Ce processus de synthèse de la sérine (Serine synthesis pathway – SSP) conduit à la production de sérine, un acide aminé qui est un précurseur essentiel pour la synthèse des protéines, des acides nucléiques et des lipides et, par conséquent, pour la survie, la croissance et la prolifération des cellules cancéreuses. L’équipe a découvert que le passage du métabolisme glycolytique normal au SSP est régulé par la protéine PKM2 (Pyruvate kinase isozyme M2) qui, lorsqu’elle est bloquée, réoriente le métabolisme des cellules cancéreuses vers la production de sérine.

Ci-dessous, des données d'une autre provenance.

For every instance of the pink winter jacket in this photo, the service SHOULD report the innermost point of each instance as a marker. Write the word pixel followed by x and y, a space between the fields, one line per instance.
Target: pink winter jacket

« Le détournement du métabolisme cellulaire vers le SSP offre de nombreux avantages métaboliques aux cellules cancéreuses », explique le Dr Benzarti. « D’un point de vue énergétique, cette voie a le potentiel de générer une quantité significative de biomolécules « combustibles ». En outre, le SSP est très flexible, ce qui signifie qu’il peut être adapté aux exigences spécifiques de la cellule afin de produire les biomolécules dont elle a besoin dans certaines conditions », ajoute-t-il.

En conclusion, nos résultats démontrent la flexibilité et la plasticité du réseau biochimique dans les cellules tumorales. Ces caractéristiques adaptatives représentent un défi pour le développement de médicaments de médecine de précision qui ciblent le métabolisme des cellules cancéreuses, et nécessitent donc une compréhension plus approfondie de l’impact de la disponibilité des nutriments dans le microenvironnement tumoral sur le métabolisme des cellules cancéreuses. À cette fin, nous travaillons actuellement à élucider davantage les mécanismes précis qui déterminent l’inhibition et l’activation de PKM2, ainsi que leur lien avec d’autres voies métaboliques

conclut le Dr Johannes Meiser, auteur correspondant de la publication et directeur du département de recherche sur le cancer du LIH.

L’étude a été publiée en février 2024 dans Cell Reports avec le titre complet “PKM2 diverts glycolytic flux in dependence on mitochondrial one-carbon cycle”.

Financements et collaborations

L’étude a été soutenue par le Luxembourg National Research Fund (FNR) dans le cadre des programmes ATTRACT, CORE, PRIDE et i2Tron ; par la Fondation du Pélican de Mie et Pierre Hippert-Faber, sous l’égide de la Fondation de Luxembourg ; ainsi que par la Fondation Cancer et le FNRS-Télévie. Elle a été réalisée en collaboration avec le Luxembourg Centre for Systems Biomedicine de l’Université du Luxembourg, l’hôpital universitaire de Francfort de l’Université Goethe, le German Cancer Consortium et le Cancer Research U.K. Scotland Institute.